Cuando, a la Europa del siglo 13, llegó la filosofía griega de manos del Islam, venía envuelta en un debate sobre hasta qué punto debía la filosofía someterse a la Fe o alrevés; hasta qué punto Dios tenía que ser racional. Los pensadores europeos se dividieron en dos posiciones. Los voluntaristas (franciscanos primero, protestantes, después), que mantenían que Dios no está sometido a ningún orden y podría determinar lo que quisiera: que el matar no era pecado o que debíamos odiarle Por otro lado los intelectualistas (dominicos primeros, jesuitas después) pensaban que Dios no podía ir contra su propia lógica.
Por distintas razones geopolíticas, lo que triunfó en Europa fue el Protestantismo, que es una opción voluntarista, en este contexto. Este espíritu fue el que definió la forma de pensar que hoy llamamos modernidad u Occidente.
Lo penoso de esta polémica es que se debe a un mal entendido de lo que es la libertad. Se pensaba que la libertad, que Dios debía tener para ser perfecto, era libertad de opciones, la libertad de elección, que es, en el fondo, la libertad de los animales no amarrados: el no tener impedimentos para moverse. Pensaron que para que Dios sea supremo, debería poder mandar cualquier cosa: prohibir la virtud, ordenar el adulterio, etc, sin ningún sometimiento a ninguna razón.
La verdadera libertad, sin embargo, es la libertad espiritual, que es la que le corresponde a Dios, que consiste en ser uno creador de sí mismo, ser causa sui, que implica buscar lo bueno por iniciativa de uno, moviéndose uno mismo.

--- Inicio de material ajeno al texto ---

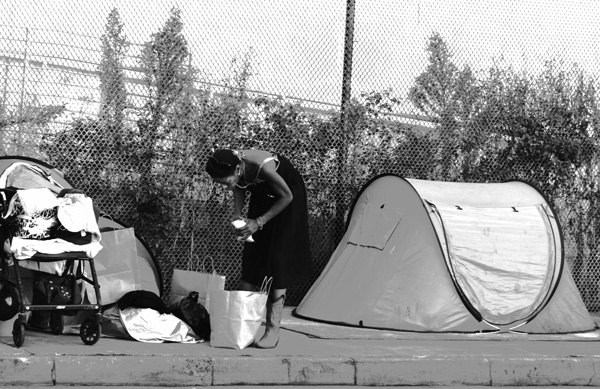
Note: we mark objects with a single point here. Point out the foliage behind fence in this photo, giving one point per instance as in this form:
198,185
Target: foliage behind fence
132,122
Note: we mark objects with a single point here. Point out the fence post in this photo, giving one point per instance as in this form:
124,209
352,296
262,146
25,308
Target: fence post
342,155
22,97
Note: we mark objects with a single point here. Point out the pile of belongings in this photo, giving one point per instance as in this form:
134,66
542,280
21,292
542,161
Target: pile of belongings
41,221
143,316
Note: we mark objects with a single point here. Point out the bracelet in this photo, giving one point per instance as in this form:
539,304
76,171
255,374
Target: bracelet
260,223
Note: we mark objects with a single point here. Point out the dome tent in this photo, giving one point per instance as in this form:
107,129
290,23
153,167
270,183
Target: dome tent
432,256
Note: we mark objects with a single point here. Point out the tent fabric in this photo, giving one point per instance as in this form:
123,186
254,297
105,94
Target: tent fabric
24,173
435,256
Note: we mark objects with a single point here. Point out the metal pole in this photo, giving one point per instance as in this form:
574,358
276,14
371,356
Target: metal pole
22,100
342,154
347,70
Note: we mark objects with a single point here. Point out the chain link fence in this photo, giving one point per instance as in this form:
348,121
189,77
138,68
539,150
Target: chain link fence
128,99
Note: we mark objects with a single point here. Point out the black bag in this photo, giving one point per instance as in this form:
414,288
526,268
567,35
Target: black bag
192,313
58,290
9,301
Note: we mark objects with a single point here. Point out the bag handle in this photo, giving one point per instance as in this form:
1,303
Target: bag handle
266,285
202,266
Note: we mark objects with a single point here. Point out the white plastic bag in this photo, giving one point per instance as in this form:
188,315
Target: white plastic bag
236,316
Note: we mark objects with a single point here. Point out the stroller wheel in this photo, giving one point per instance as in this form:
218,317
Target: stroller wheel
18,332
90,331
56,323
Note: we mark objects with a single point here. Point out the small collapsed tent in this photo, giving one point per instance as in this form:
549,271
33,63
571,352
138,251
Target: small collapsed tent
26,173
433,256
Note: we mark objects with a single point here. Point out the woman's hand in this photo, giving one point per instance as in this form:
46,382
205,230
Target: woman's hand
249,228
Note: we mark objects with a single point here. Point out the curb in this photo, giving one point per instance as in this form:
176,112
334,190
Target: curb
157,370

Si los voluntaristas se hubieran dado cuenta de este fallo en su pensamiento, no hubieran tenido que argumentar que el orden de la Naturaleza es arbitrario, caprichoso. Y entonces no hubieran descartado este orden como fuente de la moral, y no hubiéramos caído en el relativismo que nos impide a los hombres aunarnos para encontrar la verdad más rápido.